Yapılan analizler, Haider’e giden oyların temel gerekçesini “tepki oyları” olarak değerlendiriyor…Tartışılır elbette!…Halkın tepkisinin temelin de yatan da yabancı düşmanlığıdır!…Tepki oyları Haider’i, iktidar ortağı yaptı…Şimdi aynı tezgah Türkiye de ,kurgulanıyor…MHP’nin milliyetçilik söylemleri, RTE’nin “islam modeline” göre daha az tehlikeli görülüyor ve MHP pompalanmaya çalışılıyor…
Yani, yüzünü ya camiye ya da Türk-islam sentezine döneceksin…Başka seçeneğin yok!…

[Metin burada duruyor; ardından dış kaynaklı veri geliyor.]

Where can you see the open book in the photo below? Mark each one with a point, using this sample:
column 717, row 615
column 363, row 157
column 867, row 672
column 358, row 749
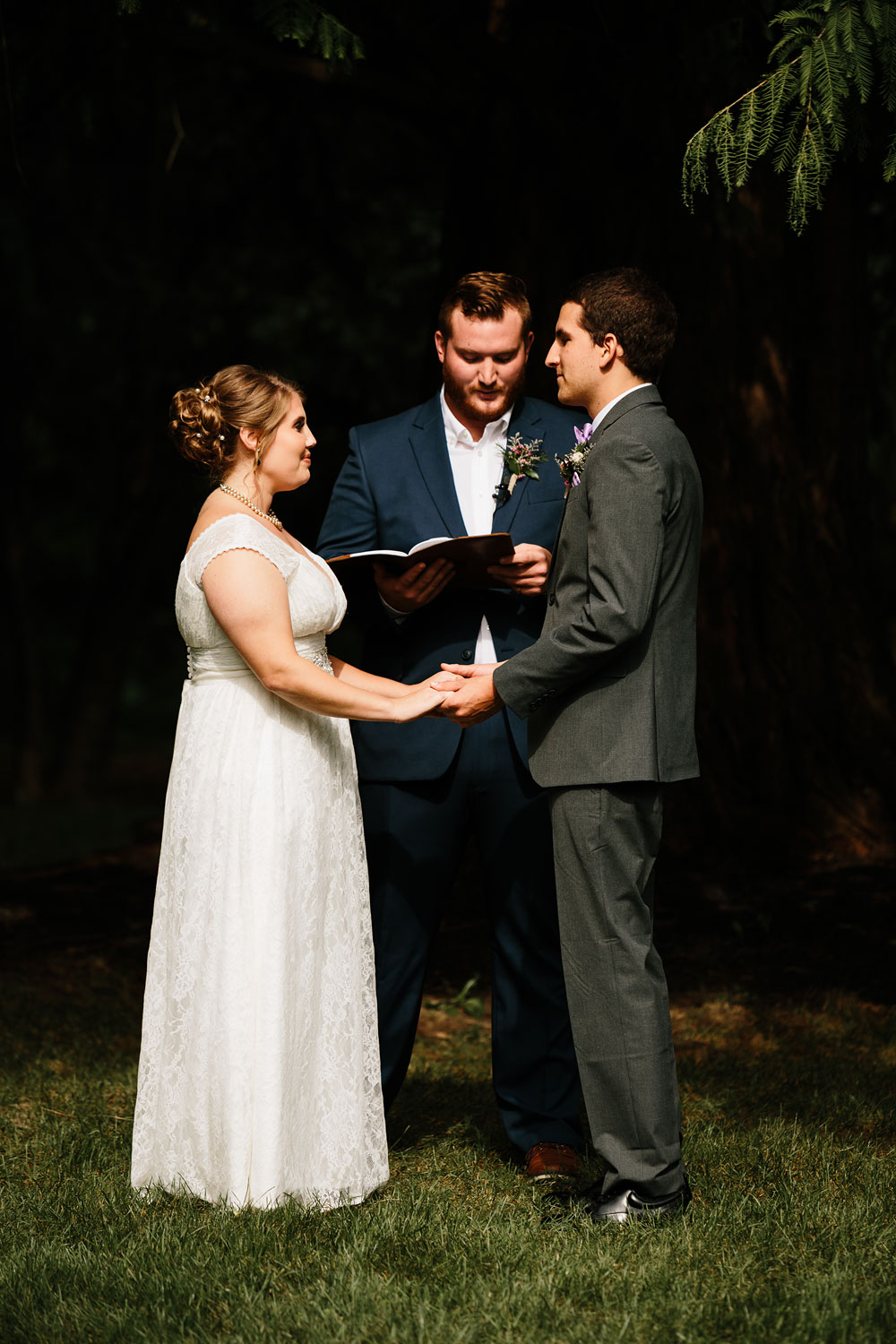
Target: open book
column 470, row 556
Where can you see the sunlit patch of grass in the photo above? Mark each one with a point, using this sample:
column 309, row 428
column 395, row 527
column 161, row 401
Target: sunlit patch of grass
column 788, row 1132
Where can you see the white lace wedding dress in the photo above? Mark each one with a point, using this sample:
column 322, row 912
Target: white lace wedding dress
column 260, row 1066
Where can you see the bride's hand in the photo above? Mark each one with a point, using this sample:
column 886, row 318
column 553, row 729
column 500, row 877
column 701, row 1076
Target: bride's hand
column 418, row 701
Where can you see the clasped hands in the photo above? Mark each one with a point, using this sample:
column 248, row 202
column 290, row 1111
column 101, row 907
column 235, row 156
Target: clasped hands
column 470, row 695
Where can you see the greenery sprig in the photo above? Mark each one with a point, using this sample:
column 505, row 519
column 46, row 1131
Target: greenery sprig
column 831, row 58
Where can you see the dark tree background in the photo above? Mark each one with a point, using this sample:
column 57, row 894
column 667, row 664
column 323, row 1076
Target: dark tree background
column 183, row 191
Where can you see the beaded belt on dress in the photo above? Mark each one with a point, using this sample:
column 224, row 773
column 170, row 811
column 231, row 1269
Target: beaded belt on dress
column 226, row 664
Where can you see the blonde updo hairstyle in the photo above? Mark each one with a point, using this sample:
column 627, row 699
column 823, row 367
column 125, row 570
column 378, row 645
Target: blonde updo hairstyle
column 206, row 419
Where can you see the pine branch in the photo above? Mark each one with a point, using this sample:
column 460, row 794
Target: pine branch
column 807, row 109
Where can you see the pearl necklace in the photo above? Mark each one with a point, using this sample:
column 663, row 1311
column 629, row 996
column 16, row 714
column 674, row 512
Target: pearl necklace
column 269, row 515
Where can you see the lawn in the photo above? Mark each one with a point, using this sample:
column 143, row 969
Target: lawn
column 788, row 1107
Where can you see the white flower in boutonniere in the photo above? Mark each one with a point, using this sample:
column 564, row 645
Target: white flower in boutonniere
column 573, row 464
column 519, row 460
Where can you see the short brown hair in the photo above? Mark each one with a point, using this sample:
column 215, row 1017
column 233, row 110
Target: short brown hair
column 206, row 419
column 487, row 295
column 635, row 309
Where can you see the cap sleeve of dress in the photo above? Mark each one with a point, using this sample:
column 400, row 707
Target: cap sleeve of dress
column 237, row 532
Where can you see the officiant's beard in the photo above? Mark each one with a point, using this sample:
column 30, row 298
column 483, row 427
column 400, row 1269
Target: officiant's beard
column 463, row 395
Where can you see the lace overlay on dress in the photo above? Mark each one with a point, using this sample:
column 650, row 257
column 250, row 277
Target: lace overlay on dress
column 260, row 1067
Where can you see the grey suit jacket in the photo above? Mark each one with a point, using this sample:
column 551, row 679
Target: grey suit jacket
column 608, row 685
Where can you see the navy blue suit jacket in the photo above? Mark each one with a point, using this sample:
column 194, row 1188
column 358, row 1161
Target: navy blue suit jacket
column 397, row 489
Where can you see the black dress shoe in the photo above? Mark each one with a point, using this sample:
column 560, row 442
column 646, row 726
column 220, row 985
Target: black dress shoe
column 627, row 1207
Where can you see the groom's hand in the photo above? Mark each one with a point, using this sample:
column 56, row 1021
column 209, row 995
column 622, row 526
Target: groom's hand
column 476, row 699
column 416, row 586
column 525, row 572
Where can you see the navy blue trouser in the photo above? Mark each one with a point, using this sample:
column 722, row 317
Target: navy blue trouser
column 416, row 840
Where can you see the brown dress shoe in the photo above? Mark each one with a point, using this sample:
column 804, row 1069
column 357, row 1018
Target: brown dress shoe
column 548, row 1161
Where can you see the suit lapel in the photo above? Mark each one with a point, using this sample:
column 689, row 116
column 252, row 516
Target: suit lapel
column 430, row 451
column 525, row 422
column 641, row 397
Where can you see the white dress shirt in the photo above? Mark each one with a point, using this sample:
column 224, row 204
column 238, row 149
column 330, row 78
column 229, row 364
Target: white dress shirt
column 606, row 409
column 477, row 470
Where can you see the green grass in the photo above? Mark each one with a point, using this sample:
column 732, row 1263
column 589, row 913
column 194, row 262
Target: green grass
column 788, row 1131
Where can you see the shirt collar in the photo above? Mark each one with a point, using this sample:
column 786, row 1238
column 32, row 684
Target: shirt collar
column 455, row 433
column 606, row 409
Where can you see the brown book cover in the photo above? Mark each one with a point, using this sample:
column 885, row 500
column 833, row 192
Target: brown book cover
column 470, row 556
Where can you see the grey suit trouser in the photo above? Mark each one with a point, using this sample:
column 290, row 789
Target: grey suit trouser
column 605, row 846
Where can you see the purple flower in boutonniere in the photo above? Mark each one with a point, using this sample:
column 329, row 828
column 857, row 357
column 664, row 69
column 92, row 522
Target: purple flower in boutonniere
column 519, row 460
column 573, row 464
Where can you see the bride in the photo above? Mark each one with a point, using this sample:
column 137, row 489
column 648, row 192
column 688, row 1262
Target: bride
column 258, row 1069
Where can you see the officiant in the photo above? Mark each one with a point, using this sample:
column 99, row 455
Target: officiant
column 477, row 457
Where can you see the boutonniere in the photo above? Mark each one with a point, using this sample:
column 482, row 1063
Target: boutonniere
column 519, row 460
column 573, row 464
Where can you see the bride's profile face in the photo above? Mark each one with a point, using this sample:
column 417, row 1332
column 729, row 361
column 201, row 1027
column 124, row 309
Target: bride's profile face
column 287, row 461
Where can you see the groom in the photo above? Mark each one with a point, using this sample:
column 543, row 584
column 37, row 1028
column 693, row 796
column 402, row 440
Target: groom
column 608, row 691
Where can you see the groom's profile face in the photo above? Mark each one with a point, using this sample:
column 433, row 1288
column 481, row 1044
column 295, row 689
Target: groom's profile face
column 573, row 358
column 484, row 365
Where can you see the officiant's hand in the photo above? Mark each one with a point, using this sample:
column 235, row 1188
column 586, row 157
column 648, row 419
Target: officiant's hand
column 416, row 586
column 525, row 570
column 476, row 699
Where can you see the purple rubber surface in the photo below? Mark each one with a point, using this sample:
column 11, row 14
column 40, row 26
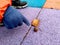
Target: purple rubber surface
column 15, row 36
column 50, row 29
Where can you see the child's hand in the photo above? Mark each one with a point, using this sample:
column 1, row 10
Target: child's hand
column 13, row 18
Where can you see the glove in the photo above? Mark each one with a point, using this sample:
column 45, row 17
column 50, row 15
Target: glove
column 13, row 18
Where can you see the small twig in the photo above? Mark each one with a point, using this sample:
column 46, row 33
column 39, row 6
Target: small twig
column 25, row 36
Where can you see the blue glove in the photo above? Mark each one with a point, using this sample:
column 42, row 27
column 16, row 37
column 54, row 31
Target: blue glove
column 13, row 18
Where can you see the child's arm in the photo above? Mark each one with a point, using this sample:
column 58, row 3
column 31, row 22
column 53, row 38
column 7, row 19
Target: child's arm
column 3, row 6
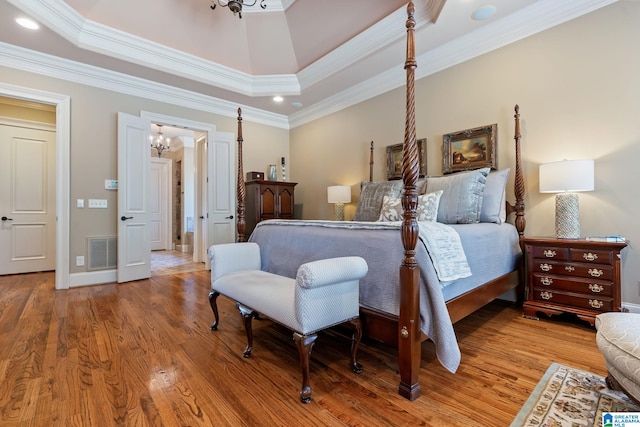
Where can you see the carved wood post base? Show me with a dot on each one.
(305, 345)
(213, 296)
(247, 316)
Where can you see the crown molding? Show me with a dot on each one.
(537, 17)
(64, 69)
(96, 37)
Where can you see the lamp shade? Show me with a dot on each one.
(339, 194)
(566, 176)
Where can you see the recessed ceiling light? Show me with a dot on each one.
(27, 23)
(484, 12)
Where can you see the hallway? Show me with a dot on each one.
(173, 262)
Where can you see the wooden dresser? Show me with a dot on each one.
(268, 200)
(572, 276)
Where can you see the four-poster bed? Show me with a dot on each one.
(421, 310)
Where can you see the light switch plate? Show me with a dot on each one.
(97, 203)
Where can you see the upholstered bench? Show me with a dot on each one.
(323, 294)
(618, 339)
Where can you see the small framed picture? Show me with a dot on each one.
(470, 149)
(394, 159)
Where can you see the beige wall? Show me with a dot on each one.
(94, 154)
(578, 87)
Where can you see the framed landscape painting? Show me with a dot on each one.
(470, 149)
(394, 159)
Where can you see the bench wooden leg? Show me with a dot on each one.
(305, 345)
(247, 316)
(355, 342)
(213, 296)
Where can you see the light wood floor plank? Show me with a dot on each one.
(143, 354)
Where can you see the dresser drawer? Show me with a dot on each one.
(574, 300)
(596, 257)
(595, 271)
(560, 254)
(588, 287)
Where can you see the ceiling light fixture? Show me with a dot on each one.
(160, 142)
(27, 23)
(236, 5)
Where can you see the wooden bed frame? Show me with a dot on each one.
(403, 331)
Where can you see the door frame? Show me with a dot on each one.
(210, 131)
(167, 172)
(63, 156)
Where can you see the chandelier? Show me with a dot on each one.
(236, 5)
(159, 141)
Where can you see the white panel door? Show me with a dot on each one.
(160, 204)
(134, 159)
(27, 198)
(222, 189)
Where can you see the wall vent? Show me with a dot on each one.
(103, 253)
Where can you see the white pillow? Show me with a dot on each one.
(461, 201)
(427, 207)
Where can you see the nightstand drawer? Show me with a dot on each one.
(596, 271)
(560, 254)
(574, 300)
(587, 287)
(596, 257)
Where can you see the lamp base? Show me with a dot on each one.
(339, 211)
(567, 216)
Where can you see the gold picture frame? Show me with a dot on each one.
(470, 149)
(394, 159)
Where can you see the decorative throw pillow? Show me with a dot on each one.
(461, 200)
(493, 204)
(427, 209)
(371, 195)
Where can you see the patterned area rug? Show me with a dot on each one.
(570, 397)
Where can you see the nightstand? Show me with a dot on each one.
(572, 276)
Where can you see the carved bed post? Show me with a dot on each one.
(371, 163)
(409, 336)
(520, 222)
(519, 181)
(241, 190)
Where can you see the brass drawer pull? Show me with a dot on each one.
(595, 272)
(594, 303)
(595, 288)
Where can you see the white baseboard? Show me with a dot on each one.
(92, 278)
(631, 308)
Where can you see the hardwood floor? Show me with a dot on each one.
(173, 262)
(142, 354)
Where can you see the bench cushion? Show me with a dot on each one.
(618, 339)
(304, 310)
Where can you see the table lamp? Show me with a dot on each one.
(566, 178)
(339, 194)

Eğer, MHP değişmediyse; Bu Heidler’in Avusturya’daki hareketine benzemeyecektir…Avusturya , demokrasi kültürünü geliştirmiş bir ülkedir ve ırkçılığa karşı halkının tepki geleneği vardır.( Ekim ayında Viyana’daki ırkçılık karşıtı gösteriye elli bin kişi katılmıştır.)Kaldı ki; MHP, Heider’in sahip olmadığı “sokak çetelerine” sahiptir ve bu yığınların iktidar olmuş bir MHP’yi arkalarına aldıkları zaman ,nasıl bir kontrölsüz güç olabileceklerini daha önce gördüğümüz gibi , muhtemeldir ki yeniden göreceğiz…
yorumlar
yazdıklarına katılıyorum veya katılmıyorum… görüşündür…ancak s.demirel’in söylediğini iddaa ettiğin cümlede “ülkücüler” değil “sağcılar” ibaresi var yanlış hatırlamıyorsam… s.demirel daha geniş bir yelpazeden bakmakta olaya o senelerde…sonuç: hiç kimse fikrinden ötürü öldürülmemeli… silahlı mücadeleye girmişse bu ayrı bir konu… ama fikrini düşün boyutunda savunan herkesi dinlemek ve beğenmiyorsak karşıt tezimizi sunmak durumundayız.
Elbette silahlı çatışmadan söz ediyorum,o yıllarda da sağcıların silahlı örgütlenmesini “ülkücüler” temsil ediyordu…Dolayısıyla Demirel her zamanki gibi iyi bi demagog olarak kamuoyunu yanıltmıştır…Bunun yelpaze ile falan ilgisi yok…
hocam hocam, ne şiş yansın ne kebap devam ediyor:pelesenk + persenk / 2 = pelsenk
Serdar hocam değmeyin ya biraz da biz fırça yiyelim:)
Bence yüzümüzü “anıtkabire” dönelim yeter…
çok haklısınız çeteler gene sokağa çıkacak…
rakırokabalık, ibrahim tatlıses’i hatırlattınız, kadınları dövmeyelim ve silahları bırakalım içerikli özlü sözlerini ve sözlerin taşıdığı ruhu hatırlattınız.